Amor paterno-filial, comprensión, traición, inmadurez, decencia, honradez, culpa, hipocresía... muchos son los temas que Koch plantea en esta obra a través de las palabras de Paul, quien, echando mano de sus recuerdos y de los acontecimientos que tienen lugar durante la cena en cuestión, intenta presentarnos el retrato de una clase media acomodada y pagada de sí misma más sórdido de lo que estamos acostumbrados a percibir. Pero, ay, Koch falla. Y lo que nos prometían como un ataque despiadado a la burguesía y a las mentes bienpensantes se queda a medio camino, en un "quiero y no puedo" regado con vino francés y conversación vacía.

Así, los personajes se pierden en elucubraciones sobre el racismo, la educación, la comida, el dinero, la violencia, etc., y hasta la mitad de la novela no sabemos qué ha pasado ni por qué han decidido cenar juntos. A partir de entonces, la situación se vuelve un tanto forzada, como si nos estuvieran prepararando para el intento del autor de sacarse un as de la manga que dé la vuelta a la situación y "justifique" la actuación de los jóvenes –y, como consecuenica, la de los padres.

No tengo nada en contra de los ases en la manga ni de ocultar información hasta el momento oportuno (eso puede convertir una historia en LA historia), pero sin duda es un recurso que hay que manejar con cuidado para que funcione. Y, en el caso de La cena, podríamos decir que Koch no ha jugado bien sus cartas (o bien que usó una sota en lugar de un as) y que, aunque el libro es entretenido, se lee rápido y ayuda a pasar la tarde o varios viajes de metro, no llega al nivel que pretendía –ni al que promete la publicidad–.

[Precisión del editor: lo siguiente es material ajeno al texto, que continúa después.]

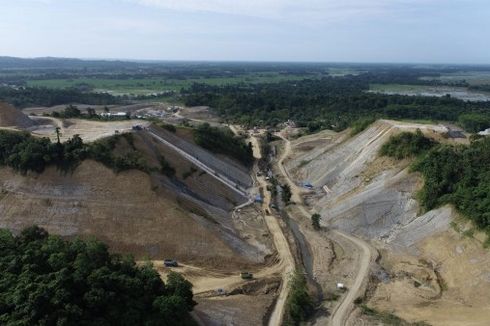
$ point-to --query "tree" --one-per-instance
(72, 111)
(91, 112)
(46, 280)
(286, 193)
(58, 134)
(315, 221)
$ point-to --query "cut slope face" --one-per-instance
(367, 195)
(120, 209)
(184, 216)
(11, 117)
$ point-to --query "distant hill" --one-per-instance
(62, 63)
(12, 117)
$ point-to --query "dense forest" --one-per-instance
(45, 280)
(453, 174)
(330, 102)
(459, 175)
(223, 141)
(34, 96)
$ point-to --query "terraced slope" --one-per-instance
(427, 271)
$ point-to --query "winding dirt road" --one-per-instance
(286, 258)
(342, 311)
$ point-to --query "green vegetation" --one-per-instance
(299, 305)
(45, 280)
(24, 97)
(326, 103)
(156, 85)
(406, 144)
(24, 153)
(360, 125)
(223, 141)
(459, 175)
(387, 318)
(72, 111)
(474, 122)
(315, 221)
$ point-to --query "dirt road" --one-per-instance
(286, 258)
(231, 184)
(342, 311)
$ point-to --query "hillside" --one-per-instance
(12, 117)
(181, 215)
(426, 257)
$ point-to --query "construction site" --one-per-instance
(235, 239)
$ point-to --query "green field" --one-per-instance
(427, 90)
(145, 86)
(471, 77)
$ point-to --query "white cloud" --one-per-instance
(290, 10)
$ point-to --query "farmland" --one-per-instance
(150, 85)
(428, 90)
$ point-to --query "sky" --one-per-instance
(407, 31)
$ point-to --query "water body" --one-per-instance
(439, 91)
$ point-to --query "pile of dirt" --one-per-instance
(11, 117)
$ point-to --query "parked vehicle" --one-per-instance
(170, 263)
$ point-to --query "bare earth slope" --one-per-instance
(433, 273)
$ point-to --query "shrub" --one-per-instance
(45, 280)
(406, 144)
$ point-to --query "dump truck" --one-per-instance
(246, 275)
(170, 263)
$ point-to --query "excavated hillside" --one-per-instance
(427, 271)
(185, 215)
(11, 117)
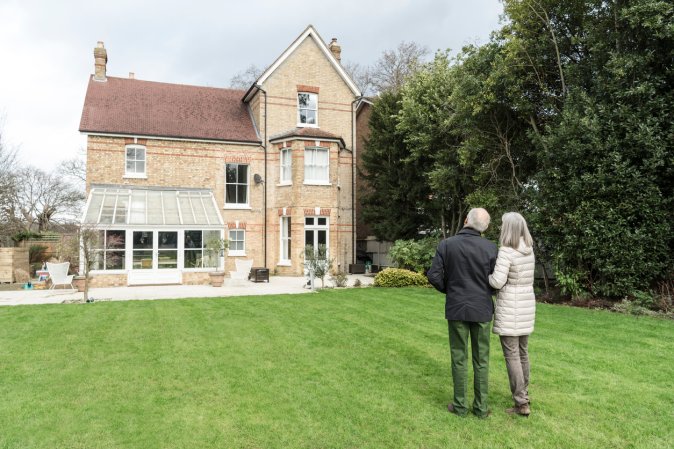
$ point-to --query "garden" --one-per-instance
(362, 367)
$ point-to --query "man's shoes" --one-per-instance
(522, 410)
(451, 409)
(484, 416)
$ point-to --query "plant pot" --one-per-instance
(217, 278)
(79, 282)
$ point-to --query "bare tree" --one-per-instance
(41, 199)
(395, 66)
(246, 78)
(361, 76)
(9, 224)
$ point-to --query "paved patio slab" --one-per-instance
(277, 285)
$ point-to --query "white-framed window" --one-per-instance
(316, 232)
(111, 252)
(316, 166)
(286, 166)
(236, 185)
(285, 253)
(307, 109)
(195, 252)
(237, 242)
(135, 161)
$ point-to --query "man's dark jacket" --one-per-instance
(461, 269)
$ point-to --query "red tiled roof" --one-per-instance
(136, 107)
(305, 132)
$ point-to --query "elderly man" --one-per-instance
(461, 269)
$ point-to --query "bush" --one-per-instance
(399, 277)
(36, 253)
(414, 255)
(339, 278)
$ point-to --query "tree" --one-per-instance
(395, 200)
(246, 78)
(40, 199)
(394, 67)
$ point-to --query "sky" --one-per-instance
(46, 49)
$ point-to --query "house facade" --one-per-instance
(271, 169)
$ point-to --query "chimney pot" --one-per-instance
(100, 62)
(335, 49)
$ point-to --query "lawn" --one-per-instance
(357, 368)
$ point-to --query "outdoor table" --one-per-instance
(259, 274)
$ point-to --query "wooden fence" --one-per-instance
(10, 260)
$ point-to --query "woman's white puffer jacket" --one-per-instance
(515, 303)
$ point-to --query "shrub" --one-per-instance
(399, 277)
(414, 255)
(339, 279)
(36, 253)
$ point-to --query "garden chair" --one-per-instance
(58, 273)
(242, 270)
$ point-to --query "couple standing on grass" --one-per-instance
(465, 268)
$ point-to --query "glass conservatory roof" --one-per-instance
(114, 206)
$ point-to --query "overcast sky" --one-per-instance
(46, 48)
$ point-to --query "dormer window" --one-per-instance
(307, 109)
(135, 161)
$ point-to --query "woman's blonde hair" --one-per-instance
(513, 228)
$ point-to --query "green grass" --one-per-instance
(357, 368)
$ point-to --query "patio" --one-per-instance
(276, 285)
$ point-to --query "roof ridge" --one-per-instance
(176, 84)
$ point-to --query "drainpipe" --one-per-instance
(264, 237)
(353, 180)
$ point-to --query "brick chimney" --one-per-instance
(336, 49)
(101, 59)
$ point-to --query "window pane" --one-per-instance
(115, 239)
(167, 259)
(231, 173)
(114, 260)
(241, 197)
(142, 260)
(230, 194)
(142, 240)
(193, 239)
(193, 258)
(310, 117)
(243, 174)
(168, 240)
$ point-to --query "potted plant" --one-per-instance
(215, 248)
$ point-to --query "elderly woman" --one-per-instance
(515, 305)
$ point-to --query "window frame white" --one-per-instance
(236, 252)
(315, 149)
(135, 160)
(286, 153)
(245, 205)
(299, 108)
(287, 238)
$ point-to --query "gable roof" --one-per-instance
(310, 31)
(146, 108)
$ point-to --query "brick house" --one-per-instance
(270, 168)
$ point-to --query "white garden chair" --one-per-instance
(58, 273)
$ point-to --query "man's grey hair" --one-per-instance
(513, 229)
(478, 219)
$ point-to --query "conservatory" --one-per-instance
(153, 236)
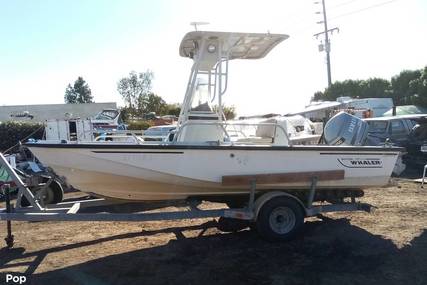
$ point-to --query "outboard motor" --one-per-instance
(345, 129)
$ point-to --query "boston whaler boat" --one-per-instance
(200, 160)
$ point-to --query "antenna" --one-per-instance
(195, 24)
(326, 47)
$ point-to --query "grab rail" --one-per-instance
(223, 125)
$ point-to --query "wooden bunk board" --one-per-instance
(274, 178)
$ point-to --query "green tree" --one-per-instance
(78, 93)
(229, 111)
(172, 109)
(134, 89)
(152, 103)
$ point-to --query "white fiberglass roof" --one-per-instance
(237, 45)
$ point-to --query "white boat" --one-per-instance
(201, 159)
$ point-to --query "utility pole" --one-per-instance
(327, 46)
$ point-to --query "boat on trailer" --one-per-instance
(199, 159)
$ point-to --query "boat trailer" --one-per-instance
(278, 215)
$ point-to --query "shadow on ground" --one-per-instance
(331, 251)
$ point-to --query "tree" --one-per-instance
(403, 94)
(152, 103)
(78, 93)
(172, 109)
(229, 112)
(135, 89)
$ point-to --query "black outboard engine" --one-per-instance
(345, 129)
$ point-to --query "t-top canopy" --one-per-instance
(236, 45)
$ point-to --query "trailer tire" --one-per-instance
(55, 195)
(280, 219)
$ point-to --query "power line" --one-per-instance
(363, 9)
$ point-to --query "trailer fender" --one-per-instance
(270, 195)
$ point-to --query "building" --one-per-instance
(41, 113)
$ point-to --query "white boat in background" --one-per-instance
(202, 158)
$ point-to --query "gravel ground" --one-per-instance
(387, 246)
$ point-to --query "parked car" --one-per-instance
(395, 129)
(408, 131)
(158, 133)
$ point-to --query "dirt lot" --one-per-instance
(388, 246)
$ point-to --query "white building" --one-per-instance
(41, 113)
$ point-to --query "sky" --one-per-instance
(47, 44)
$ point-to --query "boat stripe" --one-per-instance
(177, 147)
(152, 152)
(356, 153)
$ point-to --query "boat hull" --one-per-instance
(167, 172)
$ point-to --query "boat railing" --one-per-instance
(225, 125)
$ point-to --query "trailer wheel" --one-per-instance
(280, 219)
(54, 194)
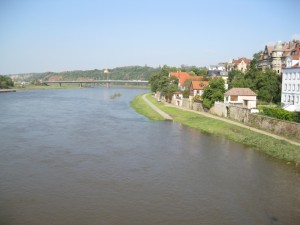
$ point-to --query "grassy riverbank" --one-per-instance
(276, 148)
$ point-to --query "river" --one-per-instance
(80, 157)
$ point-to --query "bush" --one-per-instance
(207, 103)
(197, 98)
(280, 113)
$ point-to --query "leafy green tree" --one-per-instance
(163, 83)
(213, 92)
(6, 82)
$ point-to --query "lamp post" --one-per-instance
(106, 72)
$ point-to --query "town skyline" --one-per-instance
(75, 35)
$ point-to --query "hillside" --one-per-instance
(119, 73)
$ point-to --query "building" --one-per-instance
(290, 91)
(197, 87)
(240, 64)
(177, 98)
(274, 57)
(182, 77)
(244, 97)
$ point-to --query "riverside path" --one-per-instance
(229, 121)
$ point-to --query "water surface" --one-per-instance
(79, 157)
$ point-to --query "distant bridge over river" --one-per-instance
(94, 82)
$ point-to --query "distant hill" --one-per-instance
(119, 73)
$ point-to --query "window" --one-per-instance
(233, 97)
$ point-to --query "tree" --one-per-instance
(213, 92)
(6, 82)
(163, 83)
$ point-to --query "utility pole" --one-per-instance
(106, 72)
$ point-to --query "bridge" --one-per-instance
(107, 82)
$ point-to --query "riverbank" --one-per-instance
(7, 90)
(276, 148)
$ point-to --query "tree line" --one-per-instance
(119, 73)
(6, 82)
(266, 84)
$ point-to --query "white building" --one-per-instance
(244, 97)
(290, 92)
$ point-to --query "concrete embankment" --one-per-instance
(163, 114)
(7, 90)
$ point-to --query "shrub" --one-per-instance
(197, 98)
(280, 113)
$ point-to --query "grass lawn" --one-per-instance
(143, 108)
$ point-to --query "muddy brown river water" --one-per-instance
(80, 157)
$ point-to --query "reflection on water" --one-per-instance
(79, 157)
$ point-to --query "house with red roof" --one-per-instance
(182, 77)
(244, 97)
(197, 87)
(240, 64)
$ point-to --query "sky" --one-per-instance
(65, 35)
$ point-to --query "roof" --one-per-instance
(182, 76)
(240, 92)
(199, 85)
(238, 61)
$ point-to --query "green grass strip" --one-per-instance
(274, 147)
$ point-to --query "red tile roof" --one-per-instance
(238, 61)
(199, 85)
(240, 92)
(182, 76)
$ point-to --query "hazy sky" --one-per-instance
(60, 35)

sábado, 16 de octubre de 2010

Bernlef: Entre brumas


Idioma original: neerlandés
Título original: Hersenschimmen
Año de publicación: 1984
Valoración: Muy recomendable


Maarten Klein no ha tenido una vida fácil. Sobrevivió a la Segunda Guerra Mundial, emigró a Estados Unidos, trabajó duro para sacar adelante a su familia... pero ahora que está jubilado y que sus hijos se han ido de casa, disfruta de una vida tranquila junto a su mujer. O eso parece, porque de repente el Alzheimer hace su aparición y convierte en jirones todo lo que lo rodea.

Narrada desde el punto de vista de Maarten, esta novela nos hace testigos de la progresiva degeneración de la mente de su protagonista, en la que los pequeños olvidos o confusiones van dando paso a una de(con)strucción absoluta de la realidad. Increíblemente realista y sin nombrar ni una sola vez la enfermedad responsable de ese estado mental en el que todo se desdibuja, donde pasado y presente se confunden y sentimientos como el miedo, la incomprensión o la desorientación se vuelven omnipresentes, este monólogo interior nos guía hacia un trágico final en el que la oscuridad y el olvido terminan por devorar al protagonista una vez que el abismo entre su conciencia y el mundo que lo rodea se vuelve insalvable.

Desde su cada vez más desestructurada pero increíblemente lógica narrativa, Bernlef también nos hace testigo de la reacción de la esposa de Maarten y de sus intentos por ayudarle, así como de la incomprensión y el temor ante su comportamiento y su progresiva degeneración que llega desde el exterior, lo que confluye en una descripción terriblemente real y completa de lo que supone tanto sufrir Alzheimer como intentar hacerse cargo de alguien que lo padece.

Cabe preguntarse, sin embargo, si no es esta novela una muestra más de la desconexión que la enfermedad produce entre las personas que la sufren y el resto de la sociedad, si no estamos ante un análisis más profundo de lo que parece de la psique humana o si, en definitiva, lo que hace Bernlef con esta obra no es sino preguntarse qué ocurre cuando uno de nosotros se aparta del camino marcado.